A 88 arrow is fired from a bow whose string exerts an average force of 110 on the arrow over a distance of 74 .
To find the work done on the arrow by the bow's string, we can use the formula:
Work = Force × Distance × cos(θ)
Where:
- Work is the amount of work done on the arrow (in joules),
- Force is the average force exerted by the bow's string (in newtons),
- Distance is the distance over which the force is applied (in meters),
- θ is the angle between the force and the direction of motion.
From the given information:
- Force = 110 N
- Distance = 74 m
However, the angle between the force and the direction of motion (θ) is not provided. If we assume that the force is applied parallel to the direction of motion, then the angle θ would be 0 degrees, and cos(θ) would be 1. In this case, we can calculate the work done as follows:
Work = 110 N × 74 m × cos(0°)
Work = 110 N × 74 m × 1
Work = 8140 joules
Thus, the work done on the arrow by the bow's string is 8140 joules.

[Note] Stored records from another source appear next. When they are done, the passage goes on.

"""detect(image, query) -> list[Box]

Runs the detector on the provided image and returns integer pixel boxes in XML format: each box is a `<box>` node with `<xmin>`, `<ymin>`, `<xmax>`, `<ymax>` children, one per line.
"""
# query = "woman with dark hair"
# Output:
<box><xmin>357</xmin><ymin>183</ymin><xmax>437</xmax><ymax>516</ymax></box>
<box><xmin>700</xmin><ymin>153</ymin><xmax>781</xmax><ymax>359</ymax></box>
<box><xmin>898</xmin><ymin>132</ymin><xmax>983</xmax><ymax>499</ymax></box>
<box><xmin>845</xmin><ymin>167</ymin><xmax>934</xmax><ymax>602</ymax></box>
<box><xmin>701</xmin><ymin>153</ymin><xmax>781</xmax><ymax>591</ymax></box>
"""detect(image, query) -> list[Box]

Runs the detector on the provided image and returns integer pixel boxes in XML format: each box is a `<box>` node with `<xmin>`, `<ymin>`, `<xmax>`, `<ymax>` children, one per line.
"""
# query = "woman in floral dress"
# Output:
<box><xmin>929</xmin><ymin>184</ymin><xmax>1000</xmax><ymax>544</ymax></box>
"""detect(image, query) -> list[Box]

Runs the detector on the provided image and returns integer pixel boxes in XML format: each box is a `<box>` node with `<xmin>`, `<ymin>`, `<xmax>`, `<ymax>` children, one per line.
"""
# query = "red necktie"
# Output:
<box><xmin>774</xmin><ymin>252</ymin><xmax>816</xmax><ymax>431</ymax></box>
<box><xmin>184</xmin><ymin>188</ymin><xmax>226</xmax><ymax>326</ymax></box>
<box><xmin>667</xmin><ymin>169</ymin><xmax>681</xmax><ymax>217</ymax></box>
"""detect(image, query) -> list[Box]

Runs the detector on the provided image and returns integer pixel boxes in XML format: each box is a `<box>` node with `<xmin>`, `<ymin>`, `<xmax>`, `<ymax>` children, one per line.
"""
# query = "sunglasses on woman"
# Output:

To find the work done on the arrow by the bow string, you can use the work formula:
Work = Force × Distance × cos(θ)
In this case, the force exerted by the bow string is 110 N and the distance over which the force is applied is 74 m. However, we need to find the angle θ between the force and the direction of the displacement.

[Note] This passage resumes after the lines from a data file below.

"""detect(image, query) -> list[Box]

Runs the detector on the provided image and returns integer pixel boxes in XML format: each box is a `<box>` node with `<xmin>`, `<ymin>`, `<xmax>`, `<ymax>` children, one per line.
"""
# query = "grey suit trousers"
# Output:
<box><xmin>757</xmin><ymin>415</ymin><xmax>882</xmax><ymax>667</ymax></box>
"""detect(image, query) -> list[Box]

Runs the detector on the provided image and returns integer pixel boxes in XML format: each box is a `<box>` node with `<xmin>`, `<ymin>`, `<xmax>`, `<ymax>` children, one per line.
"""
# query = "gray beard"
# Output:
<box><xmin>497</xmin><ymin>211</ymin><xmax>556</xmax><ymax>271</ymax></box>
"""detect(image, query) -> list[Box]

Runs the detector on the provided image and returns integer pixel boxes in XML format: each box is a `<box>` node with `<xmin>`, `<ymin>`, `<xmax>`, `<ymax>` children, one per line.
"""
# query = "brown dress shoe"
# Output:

Since the arrow is being fired from a bow, we can assume that the force is applied in the same direction as the displacement of the arrow. In this case, θ would be 0 degrees, and the cosine of 0 degrees is 1.
Therefore, we can calculate the work using the formula:
Work = 110 N × 74 m × cos(0)
Since cos(0) is equal to 1, the cosine term can be omitted, and the work done on the arrow is simply:
Work = 110 N × 74 m
Now we can calculate the value:
Work = 8140 N·m
So, the work done on the arrow by the bow string is 8140 joules.